Matt Darrah, Grady Hesse, and Ryan Humphry were introduced to precision agriculture as a management practice where autonomous survey devices are sent out to collect land and soil samples to routinely identify areas that need supplemental nutrients.
“We saw there was work done in the past with drones to look at differences in vegetation, but we didn’t see anything on predicting soil moisture levels and soil organic matter contents,” said Hesse, of Berryville, Va., an environmental science graduate.
They wondered if this could be replicated with a drone.
“That could be groundbreaking,” said Darrah, of Las Vegas, Nev., and an environmental science graduate. “On top of it being cool to fly drones, we thought we could partake in potentially revolutionary research as undergraduates.”
The study investigated Soil Adjusted Vegetation Index (SAVI) and Normalized Difference Vegetation Index (NDVI) data, two spectral indices for soil, gathered from drones to determine the moisture levels of bare soil.
Homefield Farm, a partnership between Dining Services and the College of Agriculture and Life Sciences and the only certified organic operation owned by a university in Virginia, was the site of the students’ research. The six-acre, student-run farm is located eight miles west of the Blacksburg campus and provides about 50,000 pounds of fresh produce to dining centers and Homefield’s farm stand on campus. The farm is part of Virginia Tech’s College Farm Operation, which also includes Kentland Farm.
“With all the help of the faculty and staff involved, it made this a meaningful research project for us,” Darrah said.
The students determined that more work is needed on this front, particularly the development of proper indices for soil properties, including soil moisture. The trio found that the correlation between their NDVI and SAVI data sets was insignificant and not strong enough for reliable use.

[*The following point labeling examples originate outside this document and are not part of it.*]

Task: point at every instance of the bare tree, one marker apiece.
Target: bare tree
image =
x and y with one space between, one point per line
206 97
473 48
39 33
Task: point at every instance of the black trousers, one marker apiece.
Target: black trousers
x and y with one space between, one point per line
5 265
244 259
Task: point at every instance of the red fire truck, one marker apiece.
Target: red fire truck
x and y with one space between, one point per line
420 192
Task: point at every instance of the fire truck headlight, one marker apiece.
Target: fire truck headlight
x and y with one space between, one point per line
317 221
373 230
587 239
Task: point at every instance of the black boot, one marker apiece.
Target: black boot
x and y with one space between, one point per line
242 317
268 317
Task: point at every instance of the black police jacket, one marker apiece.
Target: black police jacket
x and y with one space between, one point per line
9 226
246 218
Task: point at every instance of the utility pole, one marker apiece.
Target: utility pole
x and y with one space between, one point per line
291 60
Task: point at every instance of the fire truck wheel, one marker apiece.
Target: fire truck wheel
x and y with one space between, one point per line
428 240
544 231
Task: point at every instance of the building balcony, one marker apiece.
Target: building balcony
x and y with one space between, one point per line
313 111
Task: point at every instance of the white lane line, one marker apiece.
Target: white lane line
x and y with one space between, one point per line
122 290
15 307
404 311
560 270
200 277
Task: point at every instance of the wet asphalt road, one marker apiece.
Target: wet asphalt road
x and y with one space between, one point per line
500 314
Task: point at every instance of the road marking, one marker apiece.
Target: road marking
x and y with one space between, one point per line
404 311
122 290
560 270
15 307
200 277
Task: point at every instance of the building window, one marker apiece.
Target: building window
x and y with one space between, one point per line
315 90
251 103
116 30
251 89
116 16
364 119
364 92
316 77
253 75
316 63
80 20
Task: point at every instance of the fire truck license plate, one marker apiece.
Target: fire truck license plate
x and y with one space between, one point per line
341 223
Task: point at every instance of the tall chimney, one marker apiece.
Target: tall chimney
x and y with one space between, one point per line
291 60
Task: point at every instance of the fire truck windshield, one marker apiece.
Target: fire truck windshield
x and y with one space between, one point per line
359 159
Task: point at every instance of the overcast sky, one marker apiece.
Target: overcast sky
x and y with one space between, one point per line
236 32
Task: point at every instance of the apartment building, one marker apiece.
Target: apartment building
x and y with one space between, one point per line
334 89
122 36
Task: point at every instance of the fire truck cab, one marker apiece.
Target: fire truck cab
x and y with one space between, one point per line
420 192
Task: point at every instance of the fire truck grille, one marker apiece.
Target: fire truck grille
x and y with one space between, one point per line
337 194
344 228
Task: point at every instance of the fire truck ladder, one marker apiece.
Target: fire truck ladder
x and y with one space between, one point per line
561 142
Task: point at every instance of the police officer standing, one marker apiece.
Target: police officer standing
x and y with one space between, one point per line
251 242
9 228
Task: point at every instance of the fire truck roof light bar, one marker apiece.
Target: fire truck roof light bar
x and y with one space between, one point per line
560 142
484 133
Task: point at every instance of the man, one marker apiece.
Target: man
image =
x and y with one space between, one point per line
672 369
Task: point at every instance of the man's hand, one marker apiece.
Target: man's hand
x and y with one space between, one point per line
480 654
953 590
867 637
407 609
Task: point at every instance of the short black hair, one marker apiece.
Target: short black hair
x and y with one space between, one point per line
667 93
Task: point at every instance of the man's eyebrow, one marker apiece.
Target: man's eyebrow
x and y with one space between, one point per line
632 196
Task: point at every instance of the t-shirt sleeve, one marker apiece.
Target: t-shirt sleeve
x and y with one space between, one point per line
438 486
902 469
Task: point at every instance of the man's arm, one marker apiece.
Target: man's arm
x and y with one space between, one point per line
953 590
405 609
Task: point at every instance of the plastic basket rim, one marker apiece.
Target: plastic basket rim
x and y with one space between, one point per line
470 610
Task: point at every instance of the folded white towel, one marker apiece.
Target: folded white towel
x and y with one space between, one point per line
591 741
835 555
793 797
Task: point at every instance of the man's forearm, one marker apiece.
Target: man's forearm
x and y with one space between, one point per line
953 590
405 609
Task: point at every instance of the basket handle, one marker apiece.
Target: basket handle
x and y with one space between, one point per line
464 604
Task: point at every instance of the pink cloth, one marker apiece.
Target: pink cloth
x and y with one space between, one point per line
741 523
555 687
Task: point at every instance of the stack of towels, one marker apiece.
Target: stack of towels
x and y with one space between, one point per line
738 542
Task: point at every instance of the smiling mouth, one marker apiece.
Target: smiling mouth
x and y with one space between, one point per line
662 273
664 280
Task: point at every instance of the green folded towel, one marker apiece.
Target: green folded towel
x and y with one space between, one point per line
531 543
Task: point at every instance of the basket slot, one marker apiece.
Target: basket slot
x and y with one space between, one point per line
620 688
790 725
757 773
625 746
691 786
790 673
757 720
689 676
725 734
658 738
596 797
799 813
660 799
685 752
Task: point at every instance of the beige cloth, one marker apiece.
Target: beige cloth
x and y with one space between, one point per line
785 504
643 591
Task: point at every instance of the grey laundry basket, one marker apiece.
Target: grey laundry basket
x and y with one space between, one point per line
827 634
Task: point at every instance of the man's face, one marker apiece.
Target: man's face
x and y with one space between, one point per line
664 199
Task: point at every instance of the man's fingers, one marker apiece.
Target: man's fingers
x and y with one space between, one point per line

At the end of the semester, the group – along with the other students in the course – shared these results and findings via Zoom. The group discussed their aerial images and how they correlated the results.
“My favorite part of the project was when we saw our results,” said Humphry, of Yorktown, Va., also an environmental science graduate. “We saw that we might be right in some aspects and wrong in others. But I think it was impressive just to see what we were able to accomplish in just one semester during a pandemic.”